Parkinson Disease: a common neurodegenerative disorder
Parkinson diseases (PD) is the second most common neurodegenerative disorder that usually has a late onset; it affects 1% of the population over age 60 and a total 4million people in the globe. The people with PD show either motor (muscle rigidity, slowness of movement, limb stiffness, and problems with balancing) or nonmotor (loss of mental sharpness, anxiety, delusion, or depression) symptoms. The disease is mostly sporadic (affected by both genetic and environmental risk factors) and there is only 5 to 10% familial (affected by Mendelian mode of monogenic inheritance of a few known genes). Because it is a complex disease, even today researchers are still looking for genes that contribute to the disease. The good news is that more and more genes are found using modern genomic tools and their functionality will be further studied with a hope for generating future therapies.

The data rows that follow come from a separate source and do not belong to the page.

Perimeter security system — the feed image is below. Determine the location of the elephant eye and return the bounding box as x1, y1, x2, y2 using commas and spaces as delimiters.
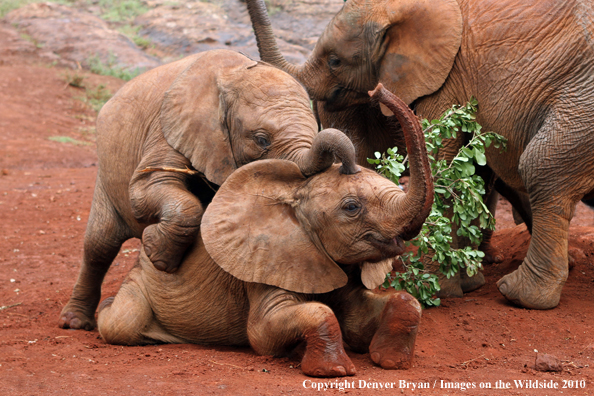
254, 135, 270, 148
342, 201, 361, 216
328, 55, 340, 69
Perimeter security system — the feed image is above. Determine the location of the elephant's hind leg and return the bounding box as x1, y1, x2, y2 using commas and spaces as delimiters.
497, 109, 594, 309
97, 267, 182, 345
58, 182, 131, 330
247, 285, 355, 377
324, 287, 421, 369
130, 154, 208, 273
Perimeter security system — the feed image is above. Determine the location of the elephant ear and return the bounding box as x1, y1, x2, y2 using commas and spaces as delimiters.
160, 55, 240, 185
379, 0, 462, 105
200, 160, 348, 294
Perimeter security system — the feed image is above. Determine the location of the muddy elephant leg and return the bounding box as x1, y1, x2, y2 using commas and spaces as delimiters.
247, 285, 355, 377
97, 266, 184, 345
497, 110, 594, 309
130, 158, 204, 273
320, 285, 421, 369
58, 183, 132, 330
495, 179, 532, 233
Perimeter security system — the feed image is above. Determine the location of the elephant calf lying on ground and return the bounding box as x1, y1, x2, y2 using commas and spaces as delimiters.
59, 50, 354, 330
98, 88, 433, 376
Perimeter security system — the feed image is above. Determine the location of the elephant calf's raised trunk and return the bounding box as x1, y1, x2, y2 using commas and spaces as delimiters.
369, 84, 433, 241
296, 128, 360, 176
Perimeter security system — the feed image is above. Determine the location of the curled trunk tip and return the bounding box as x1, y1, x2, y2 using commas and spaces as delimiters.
298, 128, 361, 176
369, 83, 433, 240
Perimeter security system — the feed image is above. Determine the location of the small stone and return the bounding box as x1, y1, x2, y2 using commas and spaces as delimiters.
534, 353, 563, 371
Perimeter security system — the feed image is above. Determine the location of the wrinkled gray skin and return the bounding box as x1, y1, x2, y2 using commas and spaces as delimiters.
248, 0, 594, 309
59, 50, 355, 330
98, 156, 421, 377
98, 87, 433, 377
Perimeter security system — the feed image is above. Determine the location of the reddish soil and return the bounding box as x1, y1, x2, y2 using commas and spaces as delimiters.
0, 26, 594, 395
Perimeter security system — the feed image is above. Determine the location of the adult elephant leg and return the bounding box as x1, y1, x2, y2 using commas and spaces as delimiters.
58, 180, 132, 330
497, 109, 594, 309
130, 156, 209, 273
247, 284, 355, 377
320, 283, 421, 369
495, 179, 532, 233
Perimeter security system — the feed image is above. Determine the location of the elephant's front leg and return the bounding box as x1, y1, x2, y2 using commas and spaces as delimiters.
328, 282, 421, 369
130, 157, 207, 273
247, 285, 355, 377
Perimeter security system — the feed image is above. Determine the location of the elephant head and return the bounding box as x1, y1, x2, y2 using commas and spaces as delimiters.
201, 86, 433, 293
248, 0, 462, 112
160, 50, 358, 185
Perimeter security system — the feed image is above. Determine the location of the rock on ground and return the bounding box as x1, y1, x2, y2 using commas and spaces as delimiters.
6, 3, 161, 70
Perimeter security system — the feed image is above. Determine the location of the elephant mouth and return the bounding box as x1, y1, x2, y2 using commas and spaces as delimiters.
367, 234, 405, 262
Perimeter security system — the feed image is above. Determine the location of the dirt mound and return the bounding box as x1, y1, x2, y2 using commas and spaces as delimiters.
5, 3, 161, 70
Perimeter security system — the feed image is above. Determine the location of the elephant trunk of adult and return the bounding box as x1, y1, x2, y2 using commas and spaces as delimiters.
247, 0, 304, 77
295, 128, 359, 176
369, 84, 433, 240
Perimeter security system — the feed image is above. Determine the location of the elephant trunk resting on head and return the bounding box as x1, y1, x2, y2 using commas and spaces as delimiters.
248, 0, 594, 309
59, 50, 355, 330
98, 88, 433, 376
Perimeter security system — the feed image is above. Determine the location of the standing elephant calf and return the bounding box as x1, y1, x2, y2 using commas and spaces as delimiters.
59, 50, 354, 330
98, 89, 433, 376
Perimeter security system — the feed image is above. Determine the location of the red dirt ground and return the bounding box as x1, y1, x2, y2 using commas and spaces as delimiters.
0, 26, 594, 395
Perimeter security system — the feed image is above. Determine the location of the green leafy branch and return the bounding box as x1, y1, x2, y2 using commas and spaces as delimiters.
368, 98, 506, 306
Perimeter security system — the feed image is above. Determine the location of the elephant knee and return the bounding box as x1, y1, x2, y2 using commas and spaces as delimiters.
97, 284, 153, 345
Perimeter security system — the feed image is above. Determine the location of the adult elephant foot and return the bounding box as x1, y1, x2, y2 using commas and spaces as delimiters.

Genetic tools used for new gene discovery
The molecular genetics tools such as genome-wide linkage analysis are used to discover the familial genes that are involved in pathogenesis based on well-documented family studies and map them at particular chromosome loci. However, these gene variants are not found in many PD patients, thus a great effort has been focusing on the genes that are risk factors causing sporadic PD. There are two hypotheses to follow about discovering new gene affecting PD. One is the common disease common variants hypothesis and Genome-Wide Associated Studies (GWAS) are widely used. The other is the common disease rare variants hypothesis and whole exome sequencing (WES) has gained attraction for finding new genes.
GWAS studies
According to the National Human Genome Research Institute, “a genome-wide association study (GWAS) is an approach used in genetics research to associate specific genetic variations with particular diseases. The method involves scanning the genomes from many different people and looking for genetic markers that can be used to predict the presence of a disease.” The genotyping technology of various platforms containing thousands of human SNPs (single nucleotide polymorphism) is easily available and affordable to discover common PD risk variants. Combination with functional genomics using large scale transcriptomic datasets, more genes whose expression or splicing levels are affected by PD can be identified. Although many susceptibility genes are discovered by GWAS especially for sporadic cases, pathogenic mutations in majority of these genes, which often have large effect size, have not been found in both sporadic and familial PD.
WES studies
With more than 20,000 SNPs analyzed for one sample, WES becomes affordable and invaluable tool to search for rare PD risk variants with large effect size. The WES method is especially useful for identification of monogenic genes involved in Mendelian inheritance but can be used for both sporadic and familial PD gene discovery. The technique is more suitable for young-onset PD compared to late-onset PD. Through filtering of the minor allele frequency (MAF) less than 1%, for instance, plus other filtering criteria, novel genes associated with PD are identified. Different studies have used WES and various imperfect bioinformatics filtering criteria to narrow down the gene searches for potentially pathogenic genes.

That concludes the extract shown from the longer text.